The rational regulation of protein concentration remains an elusive problem in synthetic biology, and no solutions currently exist that allow the intracellular concentration of a protein of interest (POI) to be regulated by the cellular environment. To that end, we propose a conditional protein rescue (CPR) system: a protein modulator capable of translating information concerning endogenous cellular proteins to desirable changes in the concentration of a POI. The POI is fused to a destabilizing domain (DD) and a small sensor domain, a product which—by virtue of the DD—is inherently unstable via proteasomal degradation. In the absence of the sensor’s target, the protein remains unstable and exists at low intracellular concentrations. When the sensor’s target is present, the interaction with the sensor sterically masks the DD and rescues the POI from degradation.

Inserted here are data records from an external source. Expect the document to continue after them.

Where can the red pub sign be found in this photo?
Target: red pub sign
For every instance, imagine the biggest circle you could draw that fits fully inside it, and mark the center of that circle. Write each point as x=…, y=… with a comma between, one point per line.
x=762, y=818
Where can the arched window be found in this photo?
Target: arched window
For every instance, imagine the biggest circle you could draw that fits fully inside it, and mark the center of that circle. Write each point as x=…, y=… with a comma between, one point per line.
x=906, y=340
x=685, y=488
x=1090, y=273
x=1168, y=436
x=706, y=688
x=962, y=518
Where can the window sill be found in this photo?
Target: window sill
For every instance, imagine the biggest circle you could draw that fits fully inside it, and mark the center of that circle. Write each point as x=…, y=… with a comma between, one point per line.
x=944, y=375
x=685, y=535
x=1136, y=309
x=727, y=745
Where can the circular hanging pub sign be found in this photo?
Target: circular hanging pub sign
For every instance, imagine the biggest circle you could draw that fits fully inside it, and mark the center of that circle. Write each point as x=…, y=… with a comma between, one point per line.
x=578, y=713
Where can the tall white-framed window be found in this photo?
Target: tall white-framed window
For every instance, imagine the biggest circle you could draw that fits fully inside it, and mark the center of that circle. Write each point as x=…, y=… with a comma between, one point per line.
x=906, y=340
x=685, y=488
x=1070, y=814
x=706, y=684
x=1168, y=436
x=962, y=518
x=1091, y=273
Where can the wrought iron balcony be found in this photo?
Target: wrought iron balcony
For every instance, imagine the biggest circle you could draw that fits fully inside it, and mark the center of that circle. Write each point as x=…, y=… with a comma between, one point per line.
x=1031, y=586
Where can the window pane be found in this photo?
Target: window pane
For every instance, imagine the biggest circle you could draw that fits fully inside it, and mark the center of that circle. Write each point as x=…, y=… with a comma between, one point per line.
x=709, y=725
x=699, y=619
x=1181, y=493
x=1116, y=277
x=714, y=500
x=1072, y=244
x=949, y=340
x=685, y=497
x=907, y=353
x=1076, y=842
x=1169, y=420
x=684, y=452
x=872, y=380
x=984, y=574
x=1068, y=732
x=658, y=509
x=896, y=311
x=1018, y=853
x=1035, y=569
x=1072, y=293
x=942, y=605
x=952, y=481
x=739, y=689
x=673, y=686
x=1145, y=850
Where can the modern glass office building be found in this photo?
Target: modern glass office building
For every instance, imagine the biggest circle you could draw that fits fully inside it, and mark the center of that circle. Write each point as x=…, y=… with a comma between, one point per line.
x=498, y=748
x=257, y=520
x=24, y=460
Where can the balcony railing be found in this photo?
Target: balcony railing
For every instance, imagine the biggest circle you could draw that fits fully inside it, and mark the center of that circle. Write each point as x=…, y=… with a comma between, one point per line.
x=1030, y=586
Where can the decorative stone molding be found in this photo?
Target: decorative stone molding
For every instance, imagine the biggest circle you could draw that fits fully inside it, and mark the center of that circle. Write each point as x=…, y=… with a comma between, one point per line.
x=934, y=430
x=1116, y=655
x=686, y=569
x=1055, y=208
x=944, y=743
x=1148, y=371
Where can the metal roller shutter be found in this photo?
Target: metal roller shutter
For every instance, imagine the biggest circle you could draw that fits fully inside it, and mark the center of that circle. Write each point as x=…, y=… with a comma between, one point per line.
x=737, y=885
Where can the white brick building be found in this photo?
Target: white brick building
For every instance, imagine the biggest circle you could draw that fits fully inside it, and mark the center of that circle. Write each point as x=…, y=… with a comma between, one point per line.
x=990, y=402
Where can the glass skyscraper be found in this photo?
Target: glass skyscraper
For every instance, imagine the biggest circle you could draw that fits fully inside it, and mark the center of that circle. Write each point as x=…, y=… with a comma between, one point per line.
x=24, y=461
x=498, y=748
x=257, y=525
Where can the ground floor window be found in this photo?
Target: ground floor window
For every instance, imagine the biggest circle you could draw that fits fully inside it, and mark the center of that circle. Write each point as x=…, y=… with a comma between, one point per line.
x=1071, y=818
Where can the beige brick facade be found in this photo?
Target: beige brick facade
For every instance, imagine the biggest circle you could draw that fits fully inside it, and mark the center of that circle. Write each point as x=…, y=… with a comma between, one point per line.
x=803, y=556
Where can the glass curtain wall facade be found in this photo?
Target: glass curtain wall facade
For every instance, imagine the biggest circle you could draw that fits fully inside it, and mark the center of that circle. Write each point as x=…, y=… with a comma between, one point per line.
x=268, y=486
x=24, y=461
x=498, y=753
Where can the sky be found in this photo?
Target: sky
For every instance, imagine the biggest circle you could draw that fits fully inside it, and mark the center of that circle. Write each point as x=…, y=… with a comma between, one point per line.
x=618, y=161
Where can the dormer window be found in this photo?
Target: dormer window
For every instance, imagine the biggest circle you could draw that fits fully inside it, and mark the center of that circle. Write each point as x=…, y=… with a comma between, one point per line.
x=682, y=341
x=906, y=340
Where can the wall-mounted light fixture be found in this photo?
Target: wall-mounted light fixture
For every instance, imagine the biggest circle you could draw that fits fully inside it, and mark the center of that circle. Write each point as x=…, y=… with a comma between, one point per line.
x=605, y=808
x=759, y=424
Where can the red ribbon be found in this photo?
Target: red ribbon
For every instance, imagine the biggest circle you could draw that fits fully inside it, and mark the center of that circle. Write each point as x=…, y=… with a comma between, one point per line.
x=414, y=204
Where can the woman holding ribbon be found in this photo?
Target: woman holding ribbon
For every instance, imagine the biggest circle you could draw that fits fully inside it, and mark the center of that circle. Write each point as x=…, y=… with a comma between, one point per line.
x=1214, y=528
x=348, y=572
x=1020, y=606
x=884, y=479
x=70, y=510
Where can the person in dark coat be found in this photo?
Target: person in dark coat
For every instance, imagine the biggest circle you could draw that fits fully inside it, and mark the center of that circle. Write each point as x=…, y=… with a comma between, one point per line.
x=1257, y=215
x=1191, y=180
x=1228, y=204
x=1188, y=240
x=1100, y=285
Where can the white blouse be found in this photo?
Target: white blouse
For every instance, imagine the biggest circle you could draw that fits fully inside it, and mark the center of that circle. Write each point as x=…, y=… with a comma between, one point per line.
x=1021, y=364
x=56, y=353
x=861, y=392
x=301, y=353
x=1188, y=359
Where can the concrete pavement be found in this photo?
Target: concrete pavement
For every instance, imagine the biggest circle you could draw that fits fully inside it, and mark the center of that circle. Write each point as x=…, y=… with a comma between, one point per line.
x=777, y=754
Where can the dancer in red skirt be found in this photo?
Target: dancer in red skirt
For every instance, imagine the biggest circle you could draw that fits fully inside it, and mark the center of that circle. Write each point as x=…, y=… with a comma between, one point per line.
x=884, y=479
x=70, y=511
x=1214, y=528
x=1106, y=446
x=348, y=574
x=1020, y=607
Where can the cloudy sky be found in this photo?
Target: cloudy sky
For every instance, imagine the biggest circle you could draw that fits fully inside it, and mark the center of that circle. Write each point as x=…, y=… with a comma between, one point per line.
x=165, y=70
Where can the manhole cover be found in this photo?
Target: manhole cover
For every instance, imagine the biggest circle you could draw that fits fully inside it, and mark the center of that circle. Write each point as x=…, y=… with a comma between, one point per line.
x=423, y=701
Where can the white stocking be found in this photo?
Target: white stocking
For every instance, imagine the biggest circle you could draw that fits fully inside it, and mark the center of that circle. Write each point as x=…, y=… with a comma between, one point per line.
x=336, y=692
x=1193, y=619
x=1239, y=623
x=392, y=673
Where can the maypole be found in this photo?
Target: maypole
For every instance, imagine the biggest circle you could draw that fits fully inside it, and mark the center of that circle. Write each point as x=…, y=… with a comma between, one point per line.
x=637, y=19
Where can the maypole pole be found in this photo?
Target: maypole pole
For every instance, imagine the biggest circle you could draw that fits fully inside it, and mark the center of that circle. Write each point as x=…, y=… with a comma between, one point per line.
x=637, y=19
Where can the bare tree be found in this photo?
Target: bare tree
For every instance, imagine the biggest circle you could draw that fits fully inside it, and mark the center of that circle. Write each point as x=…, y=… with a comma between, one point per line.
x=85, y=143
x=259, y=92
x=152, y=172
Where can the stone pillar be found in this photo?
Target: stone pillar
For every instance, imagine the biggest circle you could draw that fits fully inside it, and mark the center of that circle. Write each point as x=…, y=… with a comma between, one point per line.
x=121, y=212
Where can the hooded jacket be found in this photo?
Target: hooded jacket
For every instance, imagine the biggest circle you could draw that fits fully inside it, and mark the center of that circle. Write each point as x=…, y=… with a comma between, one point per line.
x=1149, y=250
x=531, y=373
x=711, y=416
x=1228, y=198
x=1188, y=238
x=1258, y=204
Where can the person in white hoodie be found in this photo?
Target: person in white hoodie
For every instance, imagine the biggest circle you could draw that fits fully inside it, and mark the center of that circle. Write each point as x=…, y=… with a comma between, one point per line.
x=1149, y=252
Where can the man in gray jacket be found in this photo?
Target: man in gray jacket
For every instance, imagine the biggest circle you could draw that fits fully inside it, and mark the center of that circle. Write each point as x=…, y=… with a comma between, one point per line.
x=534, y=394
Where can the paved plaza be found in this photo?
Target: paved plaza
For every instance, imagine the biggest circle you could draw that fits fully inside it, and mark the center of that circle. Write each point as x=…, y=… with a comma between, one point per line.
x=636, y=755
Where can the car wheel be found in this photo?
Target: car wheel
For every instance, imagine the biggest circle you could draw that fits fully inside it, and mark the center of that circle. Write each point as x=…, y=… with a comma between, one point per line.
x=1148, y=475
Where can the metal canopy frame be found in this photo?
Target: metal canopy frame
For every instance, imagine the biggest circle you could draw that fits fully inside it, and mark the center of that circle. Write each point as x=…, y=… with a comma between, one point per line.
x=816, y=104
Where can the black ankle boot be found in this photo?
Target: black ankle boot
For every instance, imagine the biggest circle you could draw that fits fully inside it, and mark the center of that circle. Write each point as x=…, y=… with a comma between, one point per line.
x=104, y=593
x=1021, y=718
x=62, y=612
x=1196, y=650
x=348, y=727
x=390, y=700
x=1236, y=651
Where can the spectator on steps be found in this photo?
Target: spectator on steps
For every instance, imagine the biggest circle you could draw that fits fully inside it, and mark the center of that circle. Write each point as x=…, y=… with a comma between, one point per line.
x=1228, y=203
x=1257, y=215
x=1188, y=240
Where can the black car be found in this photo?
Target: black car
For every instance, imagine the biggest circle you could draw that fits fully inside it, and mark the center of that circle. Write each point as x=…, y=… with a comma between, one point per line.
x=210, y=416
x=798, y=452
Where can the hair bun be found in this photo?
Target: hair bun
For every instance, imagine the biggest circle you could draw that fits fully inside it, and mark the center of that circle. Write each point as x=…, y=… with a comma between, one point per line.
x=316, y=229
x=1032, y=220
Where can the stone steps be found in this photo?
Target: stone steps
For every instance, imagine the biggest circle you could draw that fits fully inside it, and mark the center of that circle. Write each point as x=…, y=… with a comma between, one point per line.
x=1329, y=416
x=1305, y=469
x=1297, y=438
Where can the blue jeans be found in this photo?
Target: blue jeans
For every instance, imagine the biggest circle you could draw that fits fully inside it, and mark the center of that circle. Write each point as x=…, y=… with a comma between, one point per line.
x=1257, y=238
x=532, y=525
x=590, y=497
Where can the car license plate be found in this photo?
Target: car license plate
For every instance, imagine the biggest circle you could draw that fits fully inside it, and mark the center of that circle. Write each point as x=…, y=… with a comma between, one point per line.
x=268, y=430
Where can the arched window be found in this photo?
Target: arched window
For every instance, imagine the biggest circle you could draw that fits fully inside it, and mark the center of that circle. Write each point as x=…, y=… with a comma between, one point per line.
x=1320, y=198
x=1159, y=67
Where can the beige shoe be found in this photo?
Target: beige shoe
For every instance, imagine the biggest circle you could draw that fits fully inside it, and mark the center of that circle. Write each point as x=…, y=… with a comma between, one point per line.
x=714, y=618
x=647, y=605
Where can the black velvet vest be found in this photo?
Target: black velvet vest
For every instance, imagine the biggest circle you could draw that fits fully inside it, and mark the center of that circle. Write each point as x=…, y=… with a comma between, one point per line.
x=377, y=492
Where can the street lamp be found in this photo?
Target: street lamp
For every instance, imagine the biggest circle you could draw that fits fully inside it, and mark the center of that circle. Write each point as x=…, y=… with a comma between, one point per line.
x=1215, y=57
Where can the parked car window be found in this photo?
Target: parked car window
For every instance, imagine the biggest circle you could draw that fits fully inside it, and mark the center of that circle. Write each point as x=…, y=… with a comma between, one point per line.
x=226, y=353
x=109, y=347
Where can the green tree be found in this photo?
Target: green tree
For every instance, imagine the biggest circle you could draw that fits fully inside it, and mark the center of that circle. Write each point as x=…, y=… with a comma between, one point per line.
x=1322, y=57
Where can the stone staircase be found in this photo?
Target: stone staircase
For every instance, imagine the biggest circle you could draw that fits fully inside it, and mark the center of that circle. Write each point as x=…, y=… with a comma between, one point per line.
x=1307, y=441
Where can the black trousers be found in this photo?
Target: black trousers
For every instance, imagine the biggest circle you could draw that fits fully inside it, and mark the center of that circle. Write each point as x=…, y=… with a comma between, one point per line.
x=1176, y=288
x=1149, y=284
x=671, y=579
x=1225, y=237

As an initial proof-of-concept, we used YFP as our POI and the short peptide SpyTag as the sensor. When SpyTag interacts with its target, SpyCatcher, a covalent bond is formed, providing maximum bond strength and thus optimal conditions for CPR to occur. YFP levels remained low in the absence of SpyCatcher, and upon co-expression with SpyCatcher, YFP levels rose rapidly indicating CPR functions as predicted. Furthermore, adding an ubiquitin-like (UbL) domain to the N-terminus of YFP enhanced the degradation kinetics and reduced background to undetectable levels while still allowing for rescue in the presence of SpyCatcher. Cancer is often marked by dramatic changes in a cell’s proteome. If this information could be accurately translated into a therapeutic output, then that technology opens the door to a next generation of “smart therapeutics”. To demonstrate this conceptually, we changed the sensor in CPR to a camel single-domain antibody fragment (nanobody), a small, monomeric protein with high specificity towards its antigen. As an output POI, we chose yeast cytosine deaminase (yCD), a prodrug converting enzyme capable of converting the innocuous prodrug 5-fluorocytosine (5-FC) to the cytotoxic drug 5-fluorouracil (5-FU). GFP served as a visually traceable cancer-protein surrogate and the target of a well-characterized nanobody. The nanobody was not large enough to effect protein degradation, and no cytotoxicity was observed in the absence of GFP, even when 5-FC was administered. However, when GFP was co-expressed, cell death was observed on levels similar to when 5-FU was administered directly. This demonstrates that CPR can be used to control a wide variety of proteins in different applications.